Les corps de Lola
de Julie Gouazé

critiqué par Nathavh, le 4 février 2017
( - 59 ans)


La note:  étoiles
Désir, désir...
Une lecture inhabituelle pour moi, une lecture qui parle du plaisir, du désir, de sexe. Parfois directe, crue mais jamais vulgaire , une écriture poétique et sensible. Un texte qui perturbe, questionne, secoue nos esprits, nos habitudes. Le plaisir, le désir ; un texte touchant l'intime.

Quelle femme se cache en nous ? Quelle femme domine ?

Lola est trois femmes à la fois.

Lola la rouge, la provocante, la jouisseuse, l'érotique, celle qui veut braver les interdits, vivre ses désirs, passer la ligne.

Lola la bleue , la sage, celle qui aime la douceur, ses culottes en coton et pyjamas en flanelle., la raisonnable.

Ces deux Lola vivent dans le corps je dirais de Lola la violette, celle qui doit composer avec cette dualité : amour-plaisir, respect ou soumission.. Chaque Lola prend le dessus à un certain moment et veut prendre le contrôle. Lola la violette essaie de se construire.

Par amour pour lui, elle est prête à tout : le SM, l'échangisme et même l'amour à trois. Elle se dépasse, veut franchir la ligne, braver tous les interdits. Tout ça pour le garder ? Amour ou soumission ? Elle veut plaire et porte en elle la souffrance de le perdre. Elle aimerait réapprendre le plaisir, le désir. C'est quoi le désir ? Comment évolue-t-il ? Pourquoi est-il éphémère? Lola nous parle aussi de l'évolution de la notion de désir à différents moments de notre vie. Identité, liberté ?

Un texte direct, haché, saccadé, "craché" des tripes comme le sont les pulsions de Lola. La plume est particulière, poétique, sensible, sensuelle. Ce joli texte, fluide à l'écritute où les mots sont superbement choisis m'a ému. Je vous le conseille.


Ma note : 9/10

Les jolies phrases

Tu l'enchaînes parce qu'elle est libre et qu'elle te permet de t'attacher. Par sa soumission, elle t'accorde le droit de devenir le maître. Elle obéit à ton ordre mais c'est elle qui te donne la permission de jouer d'elle liée.

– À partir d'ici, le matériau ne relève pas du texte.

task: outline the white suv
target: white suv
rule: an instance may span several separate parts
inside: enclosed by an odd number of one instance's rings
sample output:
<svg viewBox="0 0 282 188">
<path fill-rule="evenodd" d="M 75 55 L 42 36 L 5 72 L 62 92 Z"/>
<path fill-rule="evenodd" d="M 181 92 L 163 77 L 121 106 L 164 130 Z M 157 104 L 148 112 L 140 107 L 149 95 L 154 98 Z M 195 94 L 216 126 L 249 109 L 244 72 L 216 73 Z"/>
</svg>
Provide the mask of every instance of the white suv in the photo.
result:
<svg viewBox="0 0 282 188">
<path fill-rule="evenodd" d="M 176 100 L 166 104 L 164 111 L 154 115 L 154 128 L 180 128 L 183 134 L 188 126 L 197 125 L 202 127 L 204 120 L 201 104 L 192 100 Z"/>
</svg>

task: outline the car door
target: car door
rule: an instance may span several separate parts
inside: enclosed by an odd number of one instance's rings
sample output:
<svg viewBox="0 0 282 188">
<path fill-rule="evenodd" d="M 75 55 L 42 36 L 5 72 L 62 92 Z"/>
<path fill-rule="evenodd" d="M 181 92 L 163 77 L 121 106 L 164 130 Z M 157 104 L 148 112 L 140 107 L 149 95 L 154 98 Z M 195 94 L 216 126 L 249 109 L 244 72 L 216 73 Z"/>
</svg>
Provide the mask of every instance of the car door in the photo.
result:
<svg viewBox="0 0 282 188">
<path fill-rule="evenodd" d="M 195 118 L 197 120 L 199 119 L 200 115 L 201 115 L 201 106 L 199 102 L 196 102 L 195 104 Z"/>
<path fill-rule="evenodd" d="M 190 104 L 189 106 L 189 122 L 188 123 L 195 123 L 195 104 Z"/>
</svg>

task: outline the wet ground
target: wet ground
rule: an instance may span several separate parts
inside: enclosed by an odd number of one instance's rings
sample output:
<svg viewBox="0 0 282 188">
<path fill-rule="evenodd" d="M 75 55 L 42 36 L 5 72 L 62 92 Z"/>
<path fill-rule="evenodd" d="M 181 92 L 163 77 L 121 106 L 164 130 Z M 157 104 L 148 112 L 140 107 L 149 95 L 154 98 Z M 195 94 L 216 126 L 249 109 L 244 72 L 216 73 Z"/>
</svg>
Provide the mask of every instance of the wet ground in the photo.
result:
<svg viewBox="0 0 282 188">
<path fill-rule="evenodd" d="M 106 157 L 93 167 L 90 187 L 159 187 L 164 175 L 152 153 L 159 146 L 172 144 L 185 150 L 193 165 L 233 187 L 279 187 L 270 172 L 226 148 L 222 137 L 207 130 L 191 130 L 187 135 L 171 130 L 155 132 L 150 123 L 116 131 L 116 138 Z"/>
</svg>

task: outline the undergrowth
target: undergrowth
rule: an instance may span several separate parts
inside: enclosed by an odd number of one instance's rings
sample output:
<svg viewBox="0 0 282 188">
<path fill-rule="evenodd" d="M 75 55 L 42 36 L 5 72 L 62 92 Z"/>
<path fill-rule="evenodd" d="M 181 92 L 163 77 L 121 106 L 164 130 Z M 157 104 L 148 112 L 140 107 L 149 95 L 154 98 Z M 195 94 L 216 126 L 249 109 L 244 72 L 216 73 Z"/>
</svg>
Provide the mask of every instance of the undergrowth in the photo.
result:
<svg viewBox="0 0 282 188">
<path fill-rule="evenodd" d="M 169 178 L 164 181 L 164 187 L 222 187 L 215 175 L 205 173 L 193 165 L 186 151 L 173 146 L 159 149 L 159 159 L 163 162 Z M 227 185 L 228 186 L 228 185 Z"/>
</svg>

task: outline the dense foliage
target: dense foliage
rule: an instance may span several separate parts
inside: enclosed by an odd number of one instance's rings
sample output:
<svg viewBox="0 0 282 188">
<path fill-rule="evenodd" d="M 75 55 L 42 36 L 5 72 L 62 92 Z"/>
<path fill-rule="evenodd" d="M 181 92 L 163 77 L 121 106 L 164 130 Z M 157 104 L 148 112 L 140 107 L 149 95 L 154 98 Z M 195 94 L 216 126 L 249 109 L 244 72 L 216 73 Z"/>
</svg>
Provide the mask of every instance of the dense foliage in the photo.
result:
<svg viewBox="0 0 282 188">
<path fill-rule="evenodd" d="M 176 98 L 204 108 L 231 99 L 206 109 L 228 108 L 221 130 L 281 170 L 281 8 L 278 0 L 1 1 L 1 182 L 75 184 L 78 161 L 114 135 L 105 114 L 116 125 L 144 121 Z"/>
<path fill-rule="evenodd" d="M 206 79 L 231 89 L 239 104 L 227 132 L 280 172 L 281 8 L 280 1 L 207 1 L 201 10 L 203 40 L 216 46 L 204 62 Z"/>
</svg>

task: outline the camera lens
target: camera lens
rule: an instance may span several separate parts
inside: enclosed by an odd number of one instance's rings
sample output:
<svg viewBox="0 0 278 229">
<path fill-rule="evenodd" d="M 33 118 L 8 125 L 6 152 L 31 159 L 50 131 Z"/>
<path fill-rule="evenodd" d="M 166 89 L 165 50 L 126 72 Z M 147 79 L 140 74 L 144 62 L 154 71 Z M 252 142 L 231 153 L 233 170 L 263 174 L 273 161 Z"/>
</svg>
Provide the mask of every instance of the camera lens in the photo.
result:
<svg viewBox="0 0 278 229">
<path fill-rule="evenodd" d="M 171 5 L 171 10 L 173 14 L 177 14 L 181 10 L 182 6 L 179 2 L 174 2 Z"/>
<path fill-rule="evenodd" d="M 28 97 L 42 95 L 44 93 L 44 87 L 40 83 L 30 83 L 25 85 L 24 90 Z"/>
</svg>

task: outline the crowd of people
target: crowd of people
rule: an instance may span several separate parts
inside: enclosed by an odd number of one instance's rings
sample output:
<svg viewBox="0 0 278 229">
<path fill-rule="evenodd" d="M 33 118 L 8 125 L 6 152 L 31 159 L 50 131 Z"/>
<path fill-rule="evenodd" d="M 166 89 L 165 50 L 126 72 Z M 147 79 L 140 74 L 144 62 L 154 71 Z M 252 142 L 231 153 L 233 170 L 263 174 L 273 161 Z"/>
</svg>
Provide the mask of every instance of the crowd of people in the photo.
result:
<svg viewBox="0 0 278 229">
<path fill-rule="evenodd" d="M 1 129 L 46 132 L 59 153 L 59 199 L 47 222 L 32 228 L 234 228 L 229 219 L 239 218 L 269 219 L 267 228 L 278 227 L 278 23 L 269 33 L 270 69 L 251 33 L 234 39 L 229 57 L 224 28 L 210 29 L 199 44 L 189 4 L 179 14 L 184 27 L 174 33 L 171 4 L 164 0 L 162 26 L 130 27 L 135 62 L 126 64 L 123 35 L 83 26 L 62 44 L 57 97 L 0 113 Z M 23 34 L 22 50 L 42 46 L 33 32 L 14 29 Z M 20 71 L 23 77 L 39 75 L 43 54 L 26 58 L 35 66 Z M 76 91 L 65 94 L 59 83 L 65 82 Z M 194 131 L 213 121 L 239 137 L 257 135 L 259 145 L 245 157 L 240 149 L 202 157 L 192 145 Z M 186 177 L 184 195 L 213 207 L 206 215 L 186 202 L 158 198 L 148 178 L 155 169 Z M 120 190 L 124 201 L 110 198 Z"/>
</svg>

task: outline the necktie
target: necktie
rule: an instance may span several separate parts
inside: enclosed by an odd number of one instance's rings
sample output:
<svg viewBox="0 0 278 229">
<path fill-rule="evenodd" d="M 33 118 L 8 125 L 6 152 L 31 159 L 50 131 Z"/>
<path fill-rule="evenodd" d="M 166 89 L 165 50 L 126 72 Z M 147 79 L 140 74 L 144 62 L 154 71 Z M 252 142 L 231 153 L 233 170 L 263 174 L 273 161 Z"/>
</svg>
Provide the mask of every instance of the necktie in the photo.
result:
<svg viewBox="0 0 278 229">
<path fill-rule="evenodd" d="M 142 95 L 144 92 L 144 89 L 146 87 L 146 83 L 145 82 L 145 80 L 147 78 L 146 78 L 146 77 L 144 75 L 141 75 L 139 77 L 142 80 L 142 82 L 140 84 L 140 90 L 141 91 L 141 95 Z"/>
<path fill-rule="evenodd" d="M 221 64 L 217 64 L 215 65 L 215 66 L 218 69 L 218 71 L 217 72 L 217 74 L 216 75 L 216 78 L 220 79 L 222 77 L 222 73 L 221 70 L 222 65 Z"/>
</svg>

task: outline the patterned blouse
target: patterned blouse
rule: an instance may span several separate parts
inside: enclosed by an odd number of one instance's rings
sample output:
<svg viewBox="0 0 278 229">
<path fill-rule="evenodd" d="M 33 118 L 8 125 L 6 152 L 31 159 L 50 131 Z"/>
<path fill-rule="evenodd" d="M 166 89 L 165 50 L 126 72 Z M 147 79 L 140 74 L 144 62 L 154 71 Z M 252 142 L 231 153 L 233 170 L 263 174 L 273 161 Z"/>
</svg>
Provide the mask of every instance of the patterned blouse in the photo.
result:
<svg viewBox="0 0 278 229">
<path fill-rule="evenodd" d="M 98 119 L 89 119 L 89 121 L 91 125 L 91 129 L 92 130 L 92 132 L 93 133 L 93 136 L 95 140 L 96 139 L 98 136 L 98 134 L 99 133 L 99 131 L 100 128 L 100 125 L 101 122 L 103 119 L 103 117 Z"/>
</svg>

Un pied craquelé et fissuré dans un escarpin, c'est comme un saucisson trop gras dans un écrin de velours. C'est de la fausse publicité. Un tue-l'amour. Une odeur de poussière.

Un corps sans désir est un corps qui se meurt de l'intérieur. Et c'est en même temps un corps qui jubile. Ne plus être retenu par rien, ne plus pouvoir satisfaire... est-ce le début de la liberté ? Sans entrave, sans désir, sans besoin, le corps peut s'envoler.

La liberté commence à l'intérieur du corps. Et il est aussi le dernier rempart avant la soumission et l'enfermement.

Pourquoi dire les choses, les nommer ... quand on les fait ? Quand on les vit ? Trouver les mots, c'est faire exister. Faire perdurer. Alors qu'elle ne veut que fermer les yeux et oublier.

Ce n'est pas la morale qui rattrape Lola. C'est l'interdit. L'envie d'aller voir ce qu'il se passe derrière les limites. Jubiler de faire ce dont les autres n'osent même pas rêver.

Porter le bonheur de l'autre sur ses épaules, c'est un peu oublier le sien.

Faire le choix de rester justement parce qu'elle est libre et qu'elle a la possibilité de partir. Tous les jours. S'il l'enchaîne à lui, elle n'aura de cesse que de trouver l'outil qui la libèrera de lui. Elle deviendrait violente, cruelle et injuste pour qu'il la lâche.

Le silence peut tuer. Il sait guérir aussi.

Sublime dans le fantasme de l'autre Lola Rouge transforme le glauque en poésie.

Le vrai défi de la vie, c'est de continuer à aimer ce que l'on connaît. C'est se forger la conviction que l'on a encore à découvrir.

Faire voeu de silence. Le silence. L'absence des mots. Le refus. Fermer la bouche et laisser sa tête s'envoler.
L'éducation par le silence, c'est être obligée de vivre les choses à l'intérieur de soi. Agencer les syllabes pour faire exister la vie. Créer des phrases silencieuses pour continuer à avancer. Juste être soi. Dans cet embrouillamini de salives.